Pembantaian orangutan ini hanyalah fenomena puncak gunung es dari kegagapan Kaltim mengelola sumber daya alam. Parahnya, tak hanya keberadaan monyet dan orangutan yang terancam karena habitatnya dihabisi, hidup manusia di Kaltim pun terancam.
Warga Kaltim tidak lantas sejahtera dengan eksploitasi sumber daya alam yang masif itu. Ketika merasa saluran demokrasi lain tersumbat, warga menumpahkan kekecewaan mereka dengan berunjuk rasa, dengan damai.
Jumat (23/12) lalu, sekitar 30 orang perwakilan tujuh kampung yang terkena dampak perkebunan sawit dan tambang batubara menggelar unjuk rasa di depan Lamin Etam, rumah dinas Gubernur Kaltim di Samarinda. Mereka perwakilan warga dari Kampung Makroman dan Gunung Kapur (Kota Samarinda), Kertabuana dan Berambai (Kutai Kartanegara), Muara Tae dan Lemponah (Kutai Barat), serta Gersik dan Jennebora (Penajam Paser Utara).
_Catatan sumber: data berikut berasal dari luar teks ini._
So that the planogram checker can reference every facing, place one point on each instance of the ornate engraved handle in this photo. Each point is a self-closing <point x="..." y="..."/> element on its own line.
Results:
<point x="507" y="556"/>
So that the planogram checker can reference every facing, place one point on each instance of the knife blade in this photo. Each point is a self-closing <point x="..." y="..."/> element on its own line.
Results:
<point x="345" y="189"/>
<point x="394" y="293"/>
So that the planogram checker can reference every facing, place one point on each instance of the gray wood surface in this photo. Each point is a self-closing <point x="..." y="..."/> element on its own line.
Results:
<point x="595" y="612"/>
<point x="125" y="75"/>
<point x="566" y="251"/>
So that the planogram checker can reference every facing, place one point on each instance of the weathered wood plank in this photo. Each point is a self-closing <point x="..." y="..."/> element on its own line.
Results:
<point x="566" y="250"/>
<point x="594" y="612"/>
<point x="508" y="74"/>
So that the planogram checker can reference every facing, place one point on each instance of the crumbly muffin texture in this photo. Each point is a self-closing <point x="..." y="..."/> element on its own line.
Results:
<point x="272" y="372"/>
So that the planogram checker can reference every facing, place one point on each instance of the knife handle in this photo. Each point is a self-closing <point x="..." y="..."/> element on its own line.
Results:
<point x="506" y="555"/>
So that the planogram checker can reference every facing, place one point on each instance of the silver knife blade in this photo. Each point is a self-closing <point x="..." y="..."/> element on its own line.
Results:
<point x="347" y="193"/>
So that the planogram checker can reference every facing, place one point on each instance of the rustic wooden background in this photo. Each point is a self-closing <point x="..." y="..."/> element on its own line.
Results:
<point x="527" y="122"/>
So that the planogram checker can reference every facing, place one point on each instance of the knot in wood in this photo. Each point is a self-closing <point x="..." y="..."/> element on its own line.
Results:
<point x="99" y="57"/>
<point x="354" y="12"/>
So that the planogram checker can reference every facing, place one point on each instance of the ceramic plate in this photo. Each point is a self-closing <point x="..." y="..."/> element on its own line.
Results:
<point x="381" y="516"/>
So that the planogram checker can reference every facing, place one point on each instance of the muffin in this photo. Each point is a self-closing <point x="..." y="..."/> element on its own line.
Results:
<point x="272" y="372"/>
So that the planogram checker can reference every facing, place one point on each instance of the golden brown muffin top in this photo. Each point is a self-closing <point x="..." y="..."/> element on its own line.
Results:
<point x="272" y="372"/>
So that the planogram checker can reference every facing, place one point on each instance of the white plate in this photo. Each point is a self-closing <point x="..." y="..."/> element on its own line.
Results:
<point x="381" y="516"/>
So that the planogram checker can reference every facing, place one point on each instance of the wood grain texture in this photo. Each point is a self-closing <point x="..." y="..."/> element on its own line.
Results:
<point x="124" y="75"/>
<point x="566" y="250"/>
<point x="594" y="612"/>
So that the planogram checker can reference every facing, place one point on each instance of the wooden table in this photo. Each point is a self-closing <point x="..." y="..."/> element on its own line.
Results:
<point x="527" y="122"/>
Namun, selama dua jam menggelar aksi, mereka tidak ditemui Gubernur ataupun pejabat Pemerintah Provinsi Kaltim karena saat itu di Lamin Etam berlangsung rapat kerja penyerahan daftar isian pelaksanaan anggaran APBN. Masrani, Kepala Kampung Muara Tae, mengaku kecewa tidak ada pejabat yang mau menerima mereka.
Warga Muara Tae, menurut Masrani, terkena dampak masuknya perusahaan sawit dan tambang batubara. ”Perusahaan sawit ini tak pernah berkoordinasi dengan kami. Mereka menggusur lahan di Muara Tae, awalnya 2 hektar di wilayah adat kampung, di RT 1 Muara Tae, Oktober lalu. Namun, sekarang perusahaan itu hendak membuka lagi 200 hektar,” ujarnya.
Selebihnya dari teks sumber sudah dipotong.